Also, be sure to consider other parameters of the software. Ideally, it should be highly flexible and scalable to meet different business needs. Don’t forget about the costs. It’s better to invest less in the core functions than to overpay for redundant tools. Remember that the perfect measurement software is the one that meets your objectives.

Useful Tips for Efficient Measurement

Sadly, but even the companies that try to optimize CEM don’t do this job perfectly. In another study by Forrester dated to 2019, researchers focus on their CX Index that reflects how successful enterprises are. Compared to 2018, different types of businesses show tiny growth while airlines decrease their CX score. What’s more important, 81% of the evaluated brand feature stagnant scores with no firms show an excellent increase for the fourth year in a row.

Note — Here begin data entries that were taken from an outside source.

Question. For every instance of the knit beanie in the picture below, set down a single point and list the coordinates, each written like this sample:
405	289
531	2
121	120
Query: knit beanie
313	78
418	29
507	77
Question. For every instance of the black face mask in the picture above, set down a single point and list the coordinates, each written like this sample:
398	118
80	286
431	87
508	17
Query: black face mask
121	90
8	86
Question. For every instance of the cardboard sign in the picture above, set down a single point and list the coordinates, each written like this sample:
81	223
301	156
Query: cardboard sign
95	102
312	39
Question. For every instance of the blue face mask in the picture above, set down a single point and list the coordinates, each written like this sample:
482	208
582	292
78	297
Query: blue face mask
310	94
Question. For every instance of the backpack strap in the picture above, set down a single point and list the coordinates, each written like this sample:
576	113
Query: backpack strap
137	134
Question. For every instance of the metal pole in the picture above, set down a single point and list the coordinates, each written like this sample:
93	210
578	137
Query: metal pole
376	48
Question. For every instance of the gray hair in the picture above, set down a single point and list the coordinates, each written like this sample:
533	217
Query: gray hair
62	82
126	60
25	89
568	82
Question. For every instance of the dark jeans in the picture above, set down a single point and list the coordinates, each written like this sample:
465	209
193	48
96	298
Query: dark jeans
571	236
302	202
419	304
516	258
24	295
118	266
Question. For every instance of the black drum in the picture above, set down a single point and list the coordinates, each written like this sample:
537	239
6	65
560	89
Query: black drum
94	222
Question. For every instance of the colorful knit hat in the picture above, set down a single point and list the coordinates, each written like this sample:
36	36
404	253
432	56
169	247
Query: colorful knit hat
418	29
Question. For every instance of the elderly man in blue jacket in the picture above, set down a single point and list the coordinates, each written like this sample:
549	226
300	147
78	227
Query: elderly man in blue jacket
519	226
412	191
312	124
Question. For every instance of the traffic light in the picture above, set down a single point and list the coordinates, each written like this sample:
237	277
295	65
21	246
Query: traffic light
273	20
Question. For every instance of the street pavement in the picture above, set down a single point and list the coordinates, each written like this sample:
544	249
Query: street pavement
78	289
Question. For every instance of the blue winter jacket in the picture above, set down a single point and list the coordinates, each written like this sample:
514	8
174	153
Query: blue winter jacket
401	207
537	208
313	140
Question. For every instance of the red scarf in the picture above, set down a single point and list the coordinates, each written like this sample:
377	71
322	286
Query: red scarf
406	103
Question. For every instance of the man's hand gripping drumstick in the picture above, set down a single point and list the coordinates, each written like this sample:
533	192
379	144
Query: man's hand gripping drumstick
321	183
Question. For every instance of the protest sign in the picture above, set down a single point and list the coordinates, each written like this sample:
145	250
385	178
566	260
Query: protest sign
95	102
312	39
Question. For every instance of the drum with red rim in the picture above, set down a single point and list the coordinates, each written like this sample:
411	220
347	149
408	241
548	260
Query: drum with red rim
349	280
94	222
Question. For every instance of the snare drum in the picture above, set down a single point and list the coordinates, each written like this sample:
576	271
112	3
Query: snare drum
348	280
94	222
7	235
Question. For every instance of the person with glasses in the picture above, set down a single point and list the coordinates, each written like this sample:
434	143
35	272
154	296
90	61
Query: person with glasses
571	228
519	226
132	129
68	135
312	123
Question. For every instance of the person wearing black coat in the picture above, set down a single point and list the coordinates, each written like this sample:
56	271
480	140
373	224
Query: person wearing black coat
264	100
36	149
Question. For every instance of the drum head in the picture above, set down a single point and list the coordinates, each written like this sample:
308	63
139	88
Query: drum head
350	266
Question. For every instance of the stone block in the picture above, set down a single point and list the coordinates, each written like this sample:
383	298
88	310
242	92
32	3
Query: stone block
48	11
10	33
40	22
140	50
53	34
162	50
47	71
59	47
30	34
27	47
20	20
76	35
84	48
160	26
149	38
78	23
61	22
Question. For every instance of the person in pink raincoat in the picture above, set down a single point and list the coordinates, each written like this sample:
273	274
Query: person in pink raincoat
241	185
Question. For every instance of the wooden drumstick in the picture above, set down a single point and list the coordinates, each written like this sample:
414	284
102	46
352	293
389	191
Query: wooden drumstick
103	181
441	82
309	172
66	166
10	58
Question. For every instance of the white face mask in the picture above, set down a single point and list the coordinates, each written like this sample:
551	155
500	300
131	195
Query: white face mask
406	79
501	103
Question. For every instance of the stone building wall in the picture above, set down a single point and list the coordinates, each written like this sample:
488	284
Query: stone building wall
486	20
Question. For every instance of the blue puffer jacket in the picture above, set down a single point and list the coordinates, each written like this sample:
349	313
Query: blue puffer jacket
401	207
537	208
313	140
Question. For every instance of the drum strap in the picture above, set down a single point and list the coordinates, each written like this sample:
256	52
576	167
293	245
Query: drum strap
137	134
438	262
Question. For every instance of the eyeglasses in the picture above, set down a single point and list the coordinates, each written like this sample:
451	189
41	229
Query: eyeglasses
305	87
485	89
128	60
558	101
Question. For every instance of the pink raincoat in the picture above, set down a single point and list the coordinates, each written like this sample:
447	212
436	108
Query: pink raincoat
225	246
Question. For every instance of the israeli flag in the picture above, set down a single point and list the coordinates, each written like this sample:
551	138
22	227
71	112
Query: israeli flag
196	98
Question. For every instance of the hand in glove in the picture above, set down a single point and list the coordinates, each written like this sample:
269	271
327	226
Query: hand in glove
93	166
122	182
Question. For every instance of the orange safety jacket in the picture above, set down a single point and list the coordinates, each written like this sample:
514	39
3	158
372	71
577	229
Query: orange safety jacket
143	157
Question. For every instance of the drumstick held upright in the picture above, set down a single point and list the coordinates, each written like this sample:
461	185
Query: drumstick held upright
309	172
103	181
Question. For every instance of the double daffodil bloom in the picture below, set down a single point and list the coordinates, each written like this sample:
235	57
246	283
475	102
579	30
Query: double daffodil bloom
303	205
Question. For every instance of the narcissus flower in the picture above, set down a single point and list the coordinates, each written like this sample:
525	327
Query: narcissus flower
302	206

Hence, we think it may be useful for readers to know how to optimize CEM. Here are a few suggestions that can help:

  • Deploy efficient software. With powerful CRM and analytical systems, you will be able to track indicators in real-time.
  • Focus on segments. You can use various filters like age, sex, employment, income, health, etc. Choose the most relevant group and target your metrics at it.
  • Reach customers using different channels. Study your audience to know the most favorite channels. And then deliver your surveys via them.
  • Use appropriate metrics at the appropriate time. Say, NPS and CSAT are good to deploy when a client has enough time to analyze his/her experience.

Conclusions

It’s not an easy task to evaluate CX, especially in big firms. As the number of clients increase, the complexity rises, too. Thus, each business owner and a top-manager should clearly understand the basics of CEM. It’s crucial to know the best market metrics and how to use them. Finally, it’s desired to use modern software that simplifies measurements.